Triumph of Consumerism
In the panoramic pandemonium of Pieter Bruegel the Elder’s painting —“The Triumph of Death” (1562)—the earth is on fire, a scorched landscape. Armies of skeletons are laying waste to everything and everyone.
A few leafless trees, no other vegetation. Ships sink into the ocean.
In the right bottom corner, as if hoping that their love might save them, a troubadour plays the lute for his lady—the loving couple oblivious to the skeleton who has already joined them in accompaniment.
This is the end, beautiful friend, the end.
Most of you who follow the news have probably heard the shocking story surrounding what happened to this Bruegel painting a few weeks ago.
An action by climate activists was being executed at the Museo del Prado in Madrid—wherein the protestors stuck handfuls of wet mush onto the glass covering the famous Hieronymus Bosch painting, “The Garden of Earthly Delights”.
[The literature handed out by the dissidents explains that the paste was symbolically made of sour cream and onion cricket snacks.]
In response to this chaotic moment, a museum security guard charged at the protestors with a fire extinguisher.

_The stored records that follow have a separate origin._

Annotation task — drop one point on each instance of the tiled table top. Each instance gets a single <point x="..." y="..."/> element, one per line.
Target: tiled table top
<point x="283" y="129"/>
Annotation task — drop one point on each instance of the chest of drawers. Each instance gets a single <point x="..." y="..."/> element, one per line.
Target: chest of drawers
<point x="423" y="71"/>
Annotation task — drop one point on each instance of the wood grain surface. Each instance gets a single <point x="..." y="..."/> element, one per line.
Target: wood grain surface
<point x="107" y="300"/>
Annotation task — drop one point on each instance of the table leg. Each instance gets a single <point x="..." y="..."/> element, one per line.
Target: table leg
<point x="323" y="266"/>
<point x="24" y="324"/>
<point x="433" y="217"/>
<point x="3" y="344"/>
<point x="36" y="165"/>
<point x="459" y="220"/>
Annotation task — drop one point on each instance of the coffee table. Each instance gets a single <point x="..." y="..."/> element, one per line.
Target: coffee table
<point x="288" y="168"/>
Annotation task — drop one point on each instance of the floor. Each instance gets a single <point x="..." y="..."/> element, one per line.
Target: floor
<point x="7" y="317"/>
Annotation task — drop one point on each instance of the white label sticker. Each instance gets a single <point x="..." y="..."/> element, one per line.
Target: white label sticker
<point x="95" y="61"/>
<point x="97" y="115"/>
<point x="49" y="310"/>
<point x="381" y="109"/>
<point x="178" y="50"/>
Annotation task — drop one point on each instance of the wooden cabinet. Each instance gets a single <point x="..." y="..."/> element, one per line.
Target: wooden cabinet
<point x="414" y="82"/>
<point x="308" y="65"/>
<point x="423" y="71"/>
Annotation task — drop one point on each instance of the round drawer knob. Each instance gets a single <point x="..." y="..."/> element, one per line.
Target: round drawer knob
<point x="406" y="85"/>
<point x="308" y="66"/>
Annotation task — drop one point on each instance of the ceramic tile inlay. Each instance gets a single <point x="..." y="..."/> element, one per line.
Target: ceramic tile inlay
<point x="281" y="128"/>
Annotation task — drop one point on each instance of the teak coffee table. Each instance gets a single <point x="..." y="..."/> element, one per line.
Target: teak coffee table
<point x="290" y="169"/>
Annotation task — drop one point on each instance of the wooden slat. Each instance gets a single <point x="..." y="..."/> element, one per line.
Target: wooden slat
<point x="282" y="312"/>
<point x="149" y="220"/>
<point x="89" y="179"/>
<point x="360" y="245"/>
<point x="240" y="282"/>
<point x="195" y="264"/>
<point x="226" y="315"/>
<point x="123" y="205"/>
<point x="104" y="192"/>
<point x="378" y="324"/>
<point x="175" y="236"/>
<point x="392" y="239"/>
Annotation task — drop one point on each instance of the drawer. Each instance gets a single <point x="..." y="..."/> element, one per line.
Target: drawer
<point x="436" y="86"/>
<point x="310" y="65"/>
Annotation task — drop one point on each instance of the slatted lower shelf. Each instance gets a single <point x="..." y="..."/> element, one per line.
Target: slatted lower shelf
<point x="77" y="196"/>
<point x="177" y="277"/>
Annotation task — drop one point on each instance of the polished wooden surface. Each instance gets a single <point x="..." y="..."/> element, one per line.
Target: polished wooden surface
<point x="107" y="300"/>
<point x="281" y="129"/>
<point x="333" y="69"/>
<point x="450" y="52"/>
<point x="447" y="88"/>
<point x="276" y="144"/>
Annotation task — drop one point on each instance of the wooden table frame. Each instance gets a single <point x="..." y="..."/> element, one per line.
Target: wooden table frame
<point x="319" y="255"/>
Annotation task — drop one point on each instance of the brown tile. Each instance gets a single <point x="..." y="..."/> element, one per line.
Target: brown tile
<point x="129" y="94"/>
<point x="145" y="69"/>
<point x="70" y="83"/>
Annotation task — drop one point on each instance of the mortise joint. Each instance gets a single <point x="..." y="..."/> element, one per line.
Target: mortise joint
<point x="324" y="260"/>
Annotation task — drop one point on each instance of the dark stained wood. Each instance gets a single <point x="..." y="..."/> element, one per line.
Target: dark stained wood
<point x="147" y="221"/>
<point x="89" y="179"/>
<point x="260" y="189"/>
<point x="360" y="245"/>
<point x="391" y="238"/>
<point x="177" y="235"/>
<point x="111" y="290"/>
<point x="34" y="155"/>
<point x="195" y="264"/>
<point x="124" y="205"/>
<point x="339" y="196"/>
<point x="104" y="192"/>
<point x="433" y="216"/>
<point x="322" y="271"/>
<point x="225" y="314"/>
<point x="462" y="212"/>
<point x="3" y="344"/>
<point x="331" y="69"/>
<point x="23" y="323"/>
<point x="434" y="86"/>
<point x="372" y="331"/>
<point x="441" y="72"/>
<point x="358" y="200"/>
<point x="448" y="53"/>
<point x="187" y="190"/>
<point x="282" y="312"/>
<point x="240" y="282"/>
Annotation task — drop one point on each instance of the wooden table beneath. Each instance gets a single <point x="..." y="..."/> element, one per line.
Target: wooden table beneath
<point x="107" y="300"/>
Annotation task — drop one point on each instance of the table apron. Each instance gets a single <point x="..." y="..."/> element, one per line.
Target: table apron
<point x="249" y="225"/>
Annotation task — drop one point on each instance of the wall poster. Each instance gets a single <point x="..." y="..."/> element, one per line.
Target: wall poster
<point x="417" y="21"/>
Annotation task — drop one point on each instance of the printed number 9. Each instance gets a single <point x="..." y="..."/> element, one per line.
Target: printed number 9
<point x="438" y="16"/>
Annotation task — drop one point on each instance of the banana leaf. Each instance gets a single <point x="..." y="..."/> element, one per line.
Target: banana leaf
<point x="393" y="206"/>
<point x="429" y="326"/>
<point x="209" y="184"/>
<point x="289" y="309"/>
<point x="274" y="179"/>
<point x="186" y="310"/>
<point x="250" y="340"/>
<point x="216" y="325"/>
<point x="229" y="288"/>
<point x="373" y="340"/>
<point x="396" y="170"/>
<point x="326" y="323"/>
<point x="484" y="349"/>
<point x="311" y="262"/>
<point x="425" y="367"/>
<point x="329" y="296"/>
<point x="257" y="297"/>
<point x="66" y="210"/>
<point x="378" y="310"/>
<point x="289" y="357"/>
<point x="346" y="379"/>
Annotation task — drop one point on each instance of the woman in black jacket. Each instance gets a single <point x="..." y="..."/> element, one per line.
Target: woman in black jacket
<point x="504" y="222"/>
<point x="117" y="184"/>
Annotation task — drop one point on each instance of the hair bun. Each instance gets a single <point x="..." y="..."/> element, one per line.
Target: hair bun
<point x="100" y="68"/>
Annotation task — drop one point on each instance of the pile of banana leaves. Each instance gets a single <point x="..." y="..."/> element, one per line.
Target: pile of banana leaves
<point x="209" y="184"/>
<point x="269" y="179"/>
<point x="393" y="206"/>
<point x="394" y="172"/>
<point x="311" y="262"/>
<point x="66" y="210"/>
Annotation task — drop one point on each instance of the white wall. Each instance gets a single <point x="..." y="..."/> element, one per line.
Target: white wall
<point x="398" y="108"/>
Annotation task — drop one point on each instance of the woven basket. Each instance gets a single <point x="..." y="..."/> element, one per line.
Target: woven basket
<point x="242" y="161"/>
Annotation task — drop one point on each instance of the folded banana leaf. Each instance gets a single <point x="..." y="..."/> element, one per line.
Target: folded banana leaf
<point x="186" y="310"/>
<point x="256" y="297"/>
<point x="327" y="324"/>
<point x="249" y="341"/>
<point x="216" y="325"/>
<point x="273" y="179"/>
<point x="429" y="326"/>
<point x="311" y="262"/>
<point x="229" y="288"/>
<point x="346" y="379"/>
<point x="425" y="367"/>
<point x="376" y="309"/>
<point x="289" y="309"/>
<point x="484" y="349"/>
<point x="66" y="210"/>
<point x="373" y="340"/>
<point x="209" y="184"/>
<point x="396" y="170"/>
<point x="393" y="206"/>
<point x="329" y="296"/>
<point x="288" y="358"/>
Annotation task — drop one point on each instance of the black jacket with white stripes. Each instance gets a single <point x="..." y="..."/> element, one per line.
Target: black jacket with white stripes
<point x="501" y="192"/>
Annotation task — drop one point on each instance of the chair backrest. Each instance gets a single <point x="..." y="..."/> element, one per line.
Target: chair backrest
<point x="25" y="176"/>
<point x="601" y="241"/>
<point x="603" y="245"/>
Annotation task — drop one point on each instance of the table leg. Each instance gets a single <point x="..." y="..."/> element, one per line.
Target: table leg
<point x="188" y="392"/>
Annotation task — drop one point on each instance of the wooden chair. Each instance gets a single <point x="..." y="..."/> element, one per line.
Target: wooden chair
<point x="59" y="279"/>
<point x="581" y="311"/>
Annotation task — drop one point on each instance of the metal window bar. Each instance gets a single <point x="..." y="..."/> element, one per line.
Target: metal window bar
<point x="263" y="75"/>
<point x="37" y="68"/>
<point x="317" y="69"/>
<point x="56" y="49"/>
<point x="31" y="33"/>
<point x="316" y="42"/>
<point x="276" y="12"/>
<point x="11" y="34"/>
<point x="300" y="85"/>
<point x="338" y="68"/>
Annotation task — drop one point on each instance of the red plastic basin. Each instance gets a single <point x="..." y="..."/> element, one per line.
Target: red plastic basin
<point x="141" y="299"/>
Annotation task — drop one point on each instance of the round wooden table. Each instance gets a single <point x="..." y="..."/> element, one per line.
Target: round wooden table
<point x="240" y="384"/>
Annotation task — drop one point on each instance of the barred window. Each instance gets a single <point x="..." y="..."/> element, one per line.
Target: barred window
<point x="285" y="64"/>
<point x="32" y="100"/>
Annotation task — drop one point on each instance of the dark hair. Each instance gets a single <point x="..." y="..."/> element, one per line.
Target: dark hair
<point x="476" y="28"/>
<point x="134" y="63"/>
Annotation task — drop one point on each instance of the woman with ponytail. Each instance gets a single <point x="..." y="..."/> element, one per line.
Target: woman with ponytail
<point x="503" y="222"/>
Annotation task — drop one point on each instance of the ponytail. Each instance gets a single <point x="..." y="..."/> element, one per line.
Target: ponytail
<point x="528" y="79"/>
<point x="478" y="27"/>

Intending to douse them, he slipped and sprayed some foam onto a portion of the famous “The Triumph of Death” painting by Breugel the Elder. Agitated by his faux pas, he pulled off his jacket and wiped the painting.
And thus was revealed a section of painting that had existed— presumably for the past four and a half centuries—beneath the original work. In the days following the media came to refer to this exposed visual cacophony as the “Black Friday Death Patch”
A cultural tsunami of emotion has been raging through the art world ever since—much driven by the histrionics of historians.
Fake news began spreading the idea that the whole incident was made up by some fiction writer.